耶律休哥看看他,道:“半月前,我家乡黄龙府安城县出了一件怪事,人言一日风雪大作,自空中坠下一只黄龙,浑身是血,没过多久就死了。而后被大雪覆盖,县城的官员派人去挖掘龙骨,却是怎么也找不到了。再后来,又听闻有人在同一地方,看见黑龙遁地,他们觉得此事蹊跷,便写了奏折呈上金殿。圣上寻人解释,太卜说,这是凶兆。你要知道,黄龙府的安城县不是一般的地方,那是我大辽经济重镇,原叫扶余府,专门负责军需粮Cao。后来太-祖平渤辽,归途至此,见黄龙,故而更名黄龙府。不曾想,是夜,太-祖崩于安城行宫。所以,安城县,不是寻常的所在,圣上十分在意,便派我前去探查,将此事压住,以免生起流言,祸乱朝野。
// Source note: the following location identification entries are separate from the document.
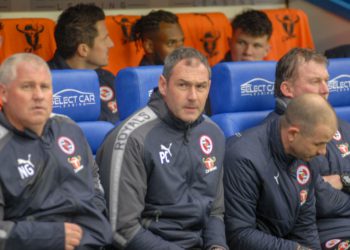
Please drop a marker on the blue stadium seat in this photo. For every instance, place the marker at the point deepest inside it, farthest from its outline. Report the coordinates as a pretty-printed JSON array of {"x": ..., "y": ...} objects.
[
  {"x": 241, "y": 94},
  {"x": 339, "y": 86},
  {"x": 134, "y": 86},
  {"x": 77, "y": 95}
]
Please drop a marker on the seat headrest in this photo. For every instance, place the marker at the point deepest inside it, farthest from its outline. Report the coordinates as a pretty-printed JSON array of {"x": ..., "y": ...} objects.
[
  {"x": 76, "y": 94},
  {"x": 242, "y": 86},
  {"x": 134, "y": 86}
]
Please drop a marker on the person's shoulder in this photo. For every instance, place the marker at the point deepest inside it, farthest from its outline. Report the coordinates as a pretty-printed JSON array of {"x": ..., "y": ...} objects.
[
  {"x": 213, "y": 126},
  {"x": 62, "y": 120},
  {"x": 105, "y": 73}
]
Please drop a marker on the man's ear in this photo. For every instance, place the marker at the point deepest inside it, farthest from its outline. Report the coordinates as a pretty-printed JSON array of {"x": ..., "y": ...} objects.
[
  {"x": 3, "y": 93},
  {"x": 292, "y": 133},
  {"x": 148, "y": 46},
  {"x": 83, "y": 50},
  {"x": 287, "y": 89},
  {"x": 162, "y": 85},
  {"x": 267, "y": 50}
]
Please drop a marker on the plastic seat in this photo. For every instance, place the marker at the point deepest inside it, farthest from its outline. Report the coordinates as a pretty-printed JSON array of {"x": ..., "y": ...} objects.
[
  {"x": 77, "y": 95},
  {"x": 134, "y": 86},
  {"x": 241, "y": 94}
]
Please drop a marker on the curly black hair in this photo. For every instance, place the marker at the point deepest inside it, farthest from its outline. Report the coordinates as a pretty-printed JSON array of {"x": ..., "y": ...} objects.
[{"x": 253, "y": 22}]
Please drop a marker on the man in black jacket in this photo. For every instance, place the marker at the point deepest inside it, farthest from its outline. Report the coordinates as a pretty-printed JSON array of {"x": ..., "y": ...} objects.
[
  {"x": 269, "y": 184},
  {"x": 83, "y": 43},
  {"x": 162, "y": 167},
  {"x": 303, "y": 71},
  {"x": 50, "y": 193}
]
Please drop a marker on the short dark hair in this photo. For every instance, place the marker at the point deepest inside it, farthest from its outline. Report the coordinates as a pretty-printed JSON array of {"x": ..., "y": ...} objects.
[
  {"x": 253, "y": 22},
  {"x": 286, "y": 68},
  {"x": 182, "y": 53},
  {"x": 150, "y": 23},
  {"x": 77, "y": 25}
]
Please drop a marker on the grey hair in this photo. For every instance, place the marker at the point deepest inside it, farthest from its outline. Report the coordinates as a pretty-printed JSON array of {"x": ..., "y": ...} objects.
[
  {"x": 287, "y": 66},
  {"x": 183, "y": 53},
  {"x": 8, "y": 69}
]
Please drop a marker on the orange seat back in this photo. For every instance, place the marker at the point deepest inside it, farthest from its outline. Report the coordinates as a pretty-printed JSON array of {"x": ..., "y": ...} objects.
[
  {"x": 290, "y": 29},
  {"x": 208, "y": 33},
  {"x": 124, "y": 53},
  {"x": 34, "y": 35}
]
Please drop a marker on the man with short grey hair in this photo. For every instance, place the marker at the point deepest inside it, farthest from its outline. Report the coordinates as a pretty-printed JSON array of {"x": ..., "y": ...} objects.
[
  {"x": 162, "y": 167},
  {"x": 50, "y": 194}
]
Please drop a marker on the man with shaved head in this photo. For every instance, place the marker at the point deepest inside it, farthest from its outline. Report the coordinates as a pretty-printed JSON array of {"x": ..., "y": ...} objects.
[
  {"x": 303, "y": 71},
  {"x": 268, "y": 181}
]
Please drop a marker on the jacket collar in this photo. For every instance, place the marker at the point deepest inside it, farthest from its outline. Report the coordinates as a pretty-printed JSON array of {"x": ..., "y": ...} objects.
[
  {"x": 275, "y": 142},
  {"x": 281, "y": 105},
  {"x": 27, "y": 132}
]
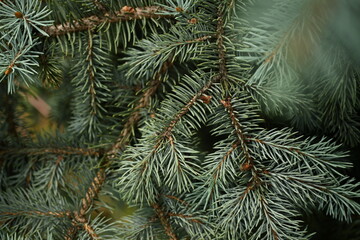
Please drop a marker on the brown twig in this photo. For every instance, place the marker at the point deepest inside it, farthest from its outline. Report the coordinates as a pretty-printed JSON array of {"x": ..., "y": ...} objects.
[
  {"x": 79, "y": 217},
  {"x": 164, "y": 219},
  {"x": 91, "y": 22},
  {"x": 52, "y": 214},
  {"x": 57, "y": 151}
]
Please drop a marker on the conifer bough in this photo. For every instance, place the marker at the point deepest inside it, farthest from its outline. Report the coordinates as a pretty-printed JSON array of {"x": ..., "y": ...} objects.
[{"x": 162, "y": 105}]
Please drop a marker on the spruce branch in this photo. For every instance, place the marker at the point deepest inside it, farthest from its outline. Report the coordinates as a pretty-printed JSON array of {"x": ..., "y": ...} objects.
[
  {"x": 10, "y": 116},
  {"x": 52, "y": 150},
  {"x": 239, "y": 132},
  {"x": 125, "y": 14},
  {"x": 164, "y": 219},
  {"x": 52, "y": 214},
  {"x": 135, "y": 116},
  {"x": 86, "y": 202}
]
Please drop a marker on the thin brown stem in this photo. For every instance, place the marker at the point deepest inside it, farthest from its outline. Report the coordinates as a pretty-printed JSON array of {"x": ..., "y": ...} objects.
[
  {"x": 92, "y": 22},
  {"x": 79, "y": 217},
  {"x": 52, "y": 214},
  {"x": 57, "y": 151},
  {"x": 164, "y": 219}
]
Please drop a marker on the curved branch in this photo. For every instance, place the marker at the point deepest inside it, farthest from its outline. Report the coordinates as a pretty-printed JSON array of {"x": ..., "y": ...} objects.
[{"x": 125, "y": 14}]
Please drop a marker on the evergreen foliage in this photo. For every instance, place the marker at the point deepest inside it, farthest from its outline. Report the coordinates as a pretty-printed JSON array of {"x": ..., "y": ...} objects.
[{"x": 210, "y": 124}]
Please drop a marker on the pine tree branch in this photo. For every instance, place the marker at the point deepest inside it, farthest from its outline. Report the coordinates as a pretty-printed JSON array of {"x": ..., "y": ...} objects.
[
  {"x": 57, "y": 151},
  {"x": 167, "y": 131},
  {"x": 239, "y": 130},
  {"x": 86, "y": 202},
  {"x": 91, "y": 74},
  {"x": 164, "y": 219},
  {"x": 227, "y": 154},
  {"x": 51, "y": 214},
  {"x": 10, "y": 116},
  {"x": 269, "y": 218},
  {"x": 222, "y": 77},
  {"x": 125, "y": 14},
  {"x": 135, "y": 116},
  {"x": 185, "y": 217},
  {"x": 177, "y": 199}
]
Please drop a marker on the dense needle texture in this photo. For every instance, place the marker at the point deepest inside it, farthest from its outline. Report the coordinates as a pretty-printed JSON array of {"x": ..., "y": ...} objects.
[{"x": 199, "y": 119}]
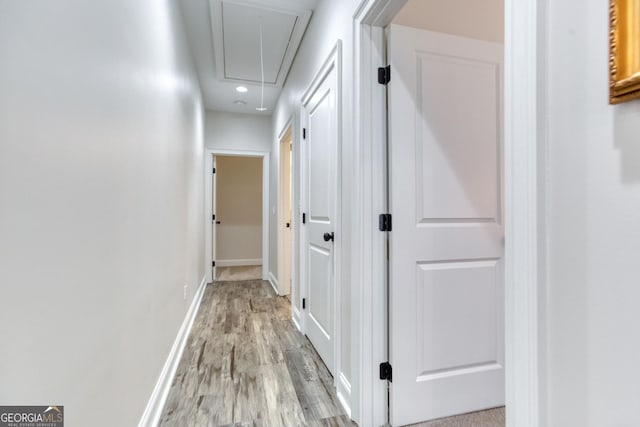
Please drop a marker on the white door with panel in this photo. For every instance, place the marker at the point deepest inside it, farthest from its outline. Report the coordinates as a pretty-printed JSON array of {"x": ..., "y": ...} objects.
[
  {"x": 447, "y": 242},
  {"x": 320, "y": 118}
]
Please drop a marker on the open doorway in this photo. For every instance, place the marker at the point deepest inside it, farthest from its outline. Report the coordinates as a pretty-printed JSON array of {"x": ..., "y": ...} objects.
[
  {"x": 237, "y": 201},
  {"x": 446, "y": 175},
  {"x": 466, "y": 211},
  {"x": 285, "y": 220},
  {"x": 238, "y": 218}
]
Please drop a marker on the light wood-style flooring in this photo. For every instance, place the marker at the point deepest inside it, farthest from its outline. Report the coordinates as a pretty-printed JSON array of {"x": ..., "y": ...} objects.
[{"x": 245, "y": 364}]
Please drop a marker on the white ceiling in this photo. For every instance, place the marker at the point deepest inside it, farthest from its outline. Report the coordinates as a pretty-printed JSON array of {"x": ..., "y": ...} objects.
[{"x": 234, "y": 40}]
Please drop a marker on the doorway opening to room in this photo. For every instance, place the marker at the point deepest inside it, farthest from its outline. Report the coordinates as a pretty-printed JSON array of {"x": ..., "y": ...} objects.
[
  {"x": 285, "y": 219},
  {"x": 436, "y": 140},
  {"x": 239, "y": 227}
]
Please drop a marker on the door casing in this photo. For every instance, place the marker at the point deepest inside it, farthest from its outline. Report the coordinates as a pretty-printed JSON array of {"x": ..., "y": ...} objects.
[
  {"x": 525, "y": 93},
  {"x": 333, "y": 60},
  {"x": 209, "y": 153}
]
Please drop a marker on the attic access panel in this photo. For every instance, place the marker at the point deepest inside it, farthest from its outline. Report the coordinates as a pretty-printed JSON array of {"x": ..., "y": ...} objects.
[{"x": 236, "y": 40}]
”
杨延顺听罢此事,觉得有趣,道:“我在金陵时,也有一处地名叫伏龙谷,传闻曾有金龙葬于此谷,后来涪王便自裁在伏龙谷,果然应了此名。不过...这世间真有龙不成?”
耶律休哥:“不好说,总之我得去一趟黄龙府,处理此事。”
杨延顺听罢,道:“不若我陪你前去。”耶律休哥欣然应允,二人商议妥当,即刻启程,奔黄龙府而去。书说简短,二人带着随从一路东去,半月之后,来到了东北黄龙府安城县。安城县乃是经济重镇,地处平原,城有四面,外方内圆,又称四面城。二人到了城下,早有本地的官员迎接,到了城中之后,安排府邸,休息一夜。次日,耶律休哥召来安城县的县丞,此人名叫耶律铁戈,乃是耶律休哥的族人。
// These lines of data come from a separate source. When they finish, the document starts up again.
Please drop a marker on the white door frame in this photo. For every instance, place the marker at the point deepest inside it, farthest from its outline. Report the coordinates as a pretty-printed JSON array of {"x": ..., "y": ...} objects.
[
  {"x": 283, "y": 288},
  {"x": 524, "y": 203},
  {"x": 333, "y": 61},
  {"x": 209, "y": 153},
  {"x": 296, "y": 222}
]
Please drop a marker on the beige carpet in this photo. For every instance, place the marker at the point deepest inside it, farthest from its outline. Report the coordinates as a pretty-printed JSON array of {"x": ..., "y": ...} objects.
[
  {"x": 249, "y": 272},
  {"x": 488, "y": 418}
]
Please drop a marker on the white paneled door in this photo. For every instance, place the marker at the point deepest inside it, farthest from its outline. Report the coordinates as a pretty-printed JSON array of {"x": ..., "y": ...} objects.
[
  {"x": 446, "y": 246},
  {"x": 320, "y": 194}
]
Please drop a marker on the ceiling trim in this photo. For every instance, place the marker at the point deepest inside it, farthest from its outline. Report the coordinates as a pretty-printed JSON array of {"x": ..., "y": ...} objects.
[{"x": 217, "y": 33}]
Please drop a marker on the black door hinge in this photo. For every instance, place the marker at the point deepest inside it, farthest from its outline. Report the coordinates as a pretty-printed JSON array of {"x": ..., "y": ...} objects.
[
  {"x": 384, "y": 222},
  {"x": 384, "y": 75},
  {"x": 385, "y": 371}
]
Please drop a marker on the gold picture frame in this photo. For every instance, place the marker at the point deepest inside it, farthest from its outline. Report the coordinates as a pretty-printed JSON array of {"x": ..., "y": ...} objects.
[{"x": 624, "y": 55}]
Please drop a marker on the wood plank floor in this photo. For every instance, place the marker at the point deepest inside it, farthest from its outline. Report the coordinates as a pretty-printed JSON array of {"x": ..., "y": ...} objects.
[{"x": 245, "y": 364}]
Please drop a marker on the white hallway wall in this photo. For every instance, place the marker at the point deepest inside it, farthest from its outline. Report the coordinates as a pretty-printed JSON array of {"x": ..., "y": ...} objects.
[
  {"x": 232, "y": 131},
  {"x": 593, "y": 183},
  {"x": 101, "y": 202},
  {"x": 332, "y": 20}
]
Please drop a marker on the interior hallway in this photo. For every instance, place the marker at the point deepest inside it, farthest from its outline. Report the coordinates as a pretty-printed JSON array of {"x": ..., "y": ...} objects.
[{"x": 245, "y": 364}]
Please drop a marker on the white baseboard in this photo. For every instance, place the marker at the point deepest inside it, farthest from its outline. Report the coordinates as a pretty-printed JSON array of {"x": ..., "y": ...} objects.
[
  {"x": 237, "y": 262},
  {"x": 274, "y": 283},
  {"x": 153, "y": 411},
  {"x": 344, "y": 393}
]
耶律休哥询问坠龙一事,耶律铁戈一一作答,和之前耶律休哥对杨延顺所说的差不多,唯独一处不同,耶律铁戈道:“大人,几天前咱们城中来了一个出家的道人,登门求见于我,对坠龙一事侃侃而谈,说得头头是道。不过我没敢信他的话,就把他留在了府中,等大人来了再做决断。”
耶律休哥急忙道:“快把人带来见我!”
耶律铁戈领命下去,时间不大,带来了一个道人,杨延顺一看,呵!这个老道少说得有一百二十岁!花白的胡须散在前胸,头发也白了,根根似雪,满面的皱纹,不仔细看都找不到五官在哪,唯有一处,一双小眼睛发着精光。老道身穿一件简单的道袍,手拿浮尘,脚蹬道鞋,往那一站,满身的正气盎然。他看到耶律休哥也不跪拜,而是一摆浮尘,声音高亢,掷地有声,“无量天尊!贫道李扶生,参见于越大人!”
耶律休哥一抬手,“仙长不必多礼,听闻你登门拜访,不知对坠龙一事可有见教?”
李扶生微微一笑,刚想回答,忽然目光扫过杨延顺,先是一顿,随后一惊,不由得快步上前,“你...你腰间的宝剑何来?”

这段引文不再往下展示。